Oggi noi siamo venuti qui per affermare e consolidare il nostro esserci da sacerdoti a servizio della Chiesa. Vana sarebbe la nostra opera, per quanto possa essere preziosa agli occhi degli uomini, se portata avanti da condottieri solitari. A volte ci perdiamo nei meandri delle nostre solitarie avventure credendo di essere eroi di una esistenza che solo noi abbiamo capito e solo noi possiamo vivere fino in fondo.
Non è così, carissimi fratelli sacerdoti, non può essere così! Siamo chiamati oggi a ritornare alle sorgenti della vera comunione, siamo chiamati a ricominciare insieme perchè noi siamo tatuati nelle mani di Dio, come dice il profeta Isaia: “Io non mi dimenticherò mai di te perchè ti ho tatuato nelle mie mani”.
Consacrando gli oli vogliamo consacrare i segni di questo tatuaggio. Ciascuno di noi ha ricevuto il sigillo dello Spirito Santo con l’olio consacrato, il crisma. Oggi tutti possiamo ripetere: “Il Signore mi ha consacrato con l’unzione e mi ha mandato…”. Noi siamo tatuati nel cuore di Dio. Noi tatuati nello spirito e nella carne perchè segnati con il sacro crisma, siamo chiamati a riconsacrare la storia per offrirla trasfigurata a Dio.

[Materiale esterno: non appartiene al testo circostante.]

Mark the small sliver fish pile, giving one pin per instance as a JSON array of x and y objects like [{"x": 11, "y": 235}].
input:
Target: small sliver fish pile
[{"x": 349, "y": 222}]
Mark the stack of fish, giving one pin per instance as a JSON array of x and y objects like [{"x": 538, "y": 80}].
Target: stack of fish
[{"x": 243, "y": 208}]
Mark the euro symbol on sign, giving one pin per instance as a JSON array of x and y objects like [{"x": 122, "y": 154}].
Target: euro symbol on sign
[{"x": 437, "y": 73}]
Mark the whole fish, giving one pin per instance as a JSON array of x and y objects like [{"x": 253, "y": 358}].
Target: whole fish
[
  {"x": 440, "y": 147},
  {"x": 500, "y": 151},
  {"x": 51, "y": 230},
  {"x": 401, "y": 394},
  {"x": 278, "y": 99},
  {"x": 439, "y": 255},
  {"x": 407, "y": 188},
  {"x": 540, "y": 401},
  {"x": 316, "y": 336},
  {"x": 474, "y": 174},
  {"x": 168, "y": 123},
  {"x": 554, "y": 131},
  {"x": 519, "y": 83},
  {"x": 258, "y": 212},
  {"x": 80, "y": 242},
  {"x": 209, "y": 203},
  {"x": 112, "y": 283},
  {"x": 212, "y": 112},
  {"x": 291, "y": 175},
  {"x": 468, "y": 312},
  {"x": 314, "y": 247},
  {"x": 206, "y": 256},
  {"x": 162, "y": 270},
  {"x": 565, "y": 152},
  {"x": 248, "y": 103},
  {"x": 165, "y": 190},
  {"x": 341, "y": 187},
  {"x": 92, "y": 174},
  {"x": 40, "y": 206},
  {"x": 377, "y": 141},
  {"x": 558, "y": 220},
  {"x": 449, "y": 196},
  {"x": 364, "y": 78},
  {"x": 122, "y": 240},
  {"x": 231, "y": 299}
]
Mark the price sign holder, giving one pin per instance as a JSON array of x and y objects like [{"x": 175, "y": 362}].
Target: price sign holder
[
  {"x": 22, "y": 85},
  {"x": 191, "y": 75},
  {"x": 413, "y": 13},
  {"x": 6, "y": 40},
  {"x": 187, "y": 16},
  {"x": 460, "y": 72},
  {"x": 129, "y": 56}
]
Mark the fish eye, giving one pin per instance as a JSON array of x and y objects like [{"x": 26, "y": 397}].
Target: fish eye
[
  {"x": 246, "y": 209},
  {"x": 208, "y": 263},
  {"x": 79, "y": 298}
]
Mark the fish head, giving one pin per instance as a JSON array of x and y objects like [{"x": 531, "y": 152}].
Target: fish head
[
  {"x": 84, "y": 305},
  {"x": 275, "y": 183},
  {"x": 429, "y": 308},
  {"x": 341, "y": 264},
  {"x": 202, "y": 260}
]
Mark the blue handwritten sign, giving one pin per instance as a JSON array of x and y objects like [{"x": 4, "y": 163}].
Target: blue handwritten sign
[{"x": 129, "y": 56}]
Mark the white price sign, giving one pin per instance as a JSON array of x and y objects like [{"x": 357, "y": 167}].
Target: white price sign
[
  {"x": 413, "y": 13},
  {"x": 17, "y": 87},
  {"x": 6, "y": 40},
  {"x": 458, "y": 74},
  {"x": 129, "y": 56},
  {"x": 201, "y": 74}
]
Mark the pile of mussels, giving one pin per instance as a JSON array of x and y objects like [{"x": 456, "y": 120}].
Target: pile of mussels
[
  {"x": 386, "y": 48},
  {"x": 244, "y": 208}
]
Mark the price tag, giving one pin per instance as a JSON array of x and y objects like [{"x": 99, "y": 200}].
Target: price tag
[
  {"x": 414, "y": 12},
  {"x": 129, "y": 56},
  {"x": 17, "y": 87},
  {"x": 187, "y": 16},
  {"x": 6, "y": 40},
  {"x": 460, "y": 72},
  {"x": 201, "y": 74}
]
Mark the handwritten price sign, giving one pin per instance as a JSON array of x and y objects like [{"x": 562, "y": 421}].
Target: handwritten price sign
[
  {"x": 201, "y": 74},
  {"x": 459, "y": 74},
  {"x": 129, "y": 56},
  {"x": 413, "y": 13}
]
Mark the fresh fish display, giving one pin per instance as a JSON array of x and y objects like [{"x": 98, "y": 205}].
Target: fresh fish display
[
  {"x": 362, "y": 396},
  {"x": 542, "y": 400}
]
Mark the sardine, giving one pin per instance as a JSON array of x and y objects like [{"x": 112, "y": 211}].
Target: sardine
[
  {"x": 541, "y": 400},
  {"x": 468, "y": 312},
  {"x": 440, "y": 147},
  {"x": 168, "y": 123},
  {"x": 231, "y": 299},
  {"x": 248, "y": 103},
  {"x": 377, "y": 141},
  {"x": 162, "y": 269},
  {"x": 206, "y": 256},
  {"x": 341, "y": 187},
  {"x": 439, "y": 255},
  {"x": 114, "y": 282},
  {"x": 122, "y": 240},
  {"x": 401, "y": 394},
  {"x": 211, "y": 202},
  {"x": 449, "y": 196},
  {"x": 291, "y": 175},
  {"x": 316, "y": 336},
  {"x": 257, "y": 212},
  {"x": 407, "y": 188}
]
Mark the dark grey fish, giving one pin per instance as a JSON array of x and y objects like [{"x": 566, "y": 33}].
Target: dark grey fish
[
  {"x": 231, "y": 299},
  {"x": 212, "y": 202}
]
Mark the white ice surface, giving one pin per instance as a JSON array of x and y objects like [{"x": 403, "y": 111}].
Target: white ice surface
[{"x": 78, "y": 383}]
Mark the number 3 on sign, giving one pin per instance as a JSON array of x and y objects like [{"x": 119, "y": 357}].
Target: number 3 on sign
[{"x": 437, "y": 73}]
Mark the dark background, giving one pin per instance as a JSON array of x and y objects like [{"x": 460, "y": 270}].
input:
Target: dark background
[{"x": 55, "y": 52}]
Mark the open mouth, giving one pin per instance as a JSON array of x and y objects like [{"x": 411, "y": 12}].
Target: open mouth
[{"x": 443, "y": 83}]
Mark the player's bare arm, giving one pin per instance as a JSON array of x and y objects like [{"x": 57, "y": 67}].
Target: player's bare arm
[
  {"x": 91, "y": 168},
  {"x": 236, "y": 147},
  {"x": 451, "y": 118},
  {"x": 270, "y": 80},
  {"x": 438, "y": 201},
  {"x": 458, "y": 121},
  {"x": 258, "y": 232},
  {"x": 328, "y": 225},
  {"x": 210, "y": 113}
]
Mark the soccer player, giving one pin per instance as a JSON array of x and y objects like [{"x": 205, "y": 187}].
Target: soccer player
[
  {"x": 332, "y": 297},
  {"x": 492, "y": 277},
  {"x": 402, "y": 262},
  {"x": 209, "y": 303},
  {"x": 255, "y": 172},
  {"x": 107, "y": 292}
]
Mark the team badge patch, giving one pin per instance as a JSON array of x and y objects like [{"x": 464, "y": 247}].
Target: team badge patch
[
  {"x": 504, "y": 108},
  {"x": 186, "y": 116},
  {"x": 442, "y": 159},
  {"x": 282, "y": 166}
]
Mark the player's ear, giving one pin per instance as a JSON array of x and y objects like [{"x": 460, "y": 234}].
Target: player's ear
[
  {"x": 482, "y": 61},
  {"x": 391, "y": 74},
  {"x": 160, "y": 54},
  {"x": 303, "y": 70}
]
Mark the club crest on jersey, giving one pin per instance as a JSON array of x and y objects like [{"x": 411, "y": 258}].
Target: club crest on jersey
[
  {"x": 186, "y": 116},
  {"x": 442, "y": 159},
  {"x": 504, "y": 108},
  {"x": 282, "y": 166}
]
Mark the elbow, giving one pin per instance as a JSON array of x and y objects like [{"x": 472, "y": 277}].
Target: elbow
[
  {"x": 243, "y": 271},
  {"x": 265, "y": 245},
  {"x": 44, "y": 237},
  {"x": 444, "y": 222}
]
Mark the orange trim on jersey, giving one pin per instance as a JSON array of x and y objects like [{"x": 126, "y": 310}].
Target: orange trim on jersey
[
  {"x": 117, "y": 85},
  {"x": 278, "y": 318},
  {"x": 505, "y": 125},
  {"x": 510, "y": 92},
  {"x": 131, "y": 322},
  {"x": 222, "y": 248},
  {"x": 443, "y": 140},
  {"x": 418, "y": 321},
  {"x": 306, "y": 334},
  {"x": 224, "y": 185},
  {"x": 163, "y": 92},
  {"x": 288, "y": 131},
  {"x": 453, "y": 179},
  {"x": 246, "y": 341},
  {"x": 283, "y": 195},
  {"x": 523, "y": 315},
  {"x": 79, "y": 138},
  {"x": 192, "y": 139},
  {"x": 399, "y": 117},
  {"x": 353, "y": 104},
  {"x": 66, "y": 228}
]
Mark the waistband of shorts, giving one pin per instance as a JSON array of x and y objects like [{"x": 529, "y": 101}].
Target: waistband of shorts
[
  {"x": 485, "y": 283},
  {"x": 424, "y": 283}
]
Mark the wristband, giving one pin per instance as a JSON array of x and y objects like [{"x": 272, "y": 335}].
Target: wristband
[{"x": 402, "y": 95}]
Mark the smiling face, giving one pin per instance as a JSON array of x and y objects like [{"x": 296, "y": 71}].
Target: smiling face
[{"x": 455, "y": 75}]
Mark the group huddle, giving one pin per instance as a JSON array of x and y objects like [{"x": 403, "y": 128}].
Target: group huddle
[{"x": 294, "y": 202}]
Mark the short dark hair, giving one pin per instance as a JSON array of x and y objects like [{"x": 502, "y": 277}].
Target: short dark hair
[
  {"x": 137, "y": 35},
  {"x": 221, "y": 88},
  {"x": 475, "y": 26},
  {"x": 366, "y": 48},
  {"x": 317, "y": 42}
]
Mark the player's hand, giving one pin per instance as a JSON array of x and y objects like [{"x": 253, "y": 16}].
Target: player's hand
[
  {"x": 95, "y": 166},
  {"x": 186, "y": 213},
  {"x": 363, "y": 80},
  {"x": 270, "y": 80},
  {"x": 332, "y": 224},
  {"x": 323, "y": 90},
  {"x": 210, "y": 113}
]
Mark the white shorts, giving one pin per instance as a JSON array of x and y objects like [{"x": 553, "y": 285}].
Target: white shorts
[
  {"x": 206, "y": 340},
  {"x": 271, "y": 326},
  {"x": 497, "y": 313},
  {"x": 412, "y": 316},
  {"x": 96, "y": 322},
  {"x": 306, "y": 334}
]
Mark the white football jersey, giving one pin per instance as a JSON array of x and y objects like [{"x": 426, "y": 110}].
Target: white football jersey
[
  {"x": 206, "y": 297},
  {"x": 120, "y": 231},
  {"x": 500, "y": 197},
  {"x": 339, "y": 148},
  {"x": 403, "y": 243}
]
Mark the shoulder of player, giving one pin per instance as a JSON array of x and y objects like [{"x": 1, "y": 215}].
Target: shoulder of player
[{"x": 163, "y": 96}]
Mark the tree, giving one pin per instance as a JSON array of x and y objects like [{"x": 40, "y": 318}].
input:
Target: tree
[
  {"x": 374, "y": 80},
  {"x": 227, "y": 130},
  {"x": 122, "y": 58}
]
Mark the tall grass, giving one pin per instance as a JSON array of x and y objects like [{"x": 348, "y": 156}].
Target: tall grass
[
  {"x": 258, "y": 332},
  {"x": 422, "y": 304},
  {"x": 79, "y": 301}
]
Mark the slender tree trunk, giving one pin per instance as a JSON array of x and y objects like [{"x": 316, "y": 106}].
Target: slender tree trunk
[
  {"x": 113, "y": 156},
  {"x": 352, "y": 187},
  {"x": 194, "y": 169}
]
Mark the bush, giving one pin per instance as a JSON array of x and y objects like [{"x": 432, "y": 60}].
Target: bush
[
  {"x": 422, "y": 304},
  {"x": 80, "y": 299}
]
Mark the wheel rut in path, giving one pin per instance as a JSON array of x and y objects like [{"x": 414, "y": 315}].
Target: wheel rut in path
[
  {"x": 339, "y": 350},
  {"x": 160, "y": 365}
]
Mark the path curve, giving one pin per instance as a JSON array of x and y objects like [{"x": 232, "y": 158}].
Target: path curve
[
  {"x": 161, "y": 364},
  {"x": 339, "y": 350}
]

Siamo chiamati ad essere strumenti della misericordia nell’esercizio del sacramento della riconciliazione.
Anche voi carissimi fedeli laici, popolo santo di Dio, siete tatuati perchè segnati con gli oli della messa crismale il giorno del vostro battesimo e della vostra cresima.
Nell’arco della nostra vita la Chiesa, attraverso il ministero sacerdotale, ci accompagna nel nostro cammino con i segni sacramentali. Dalla culla alla tomba veniamo segnati con gli oli consacrati nella messa Crismale: l’olio dei catecumeni che precede il battesimo, il sacro crisma che profuma la nostra esistenza di credenti e l’olio degli infermi a conforto della nostra sofferenza.
Mi piace concludere ricordando alcuni giubilei sacerdotali che ricorrono quest’anno: il 60° di ordinazione sacerdotale di don Vincenzo Corsello e il 50° di ordinazione sacerdotale dei reverendi Calì, Cortina, Scelsi e Di Gangi Domenico. Li raccomandiamo al Signore con i migliori auguri ricordando anche con gratitudine e affetto i presbiteri anziani e quelli sofferenti impossibilitati ad essere presenti in mezzo a noi.
Se poi lo riterrete opportuno ricordatevi anche di me che quest’anno, il prossimo 29 giugno, compio 25 anni di episcopato.
A Maria SS. di Gibilmanna, patrona della nostra Diocesi affidiamo il nostro ministero e la nostra Chiesa. Sia lei a sostenerci nel nostro cammino e ad intercedere per noi presso il suo figlio Gesù.
A lui, sommo ed eterno sacerdote, gloria e potenza nei secoli dei secoli. Amen (Ap 1,6).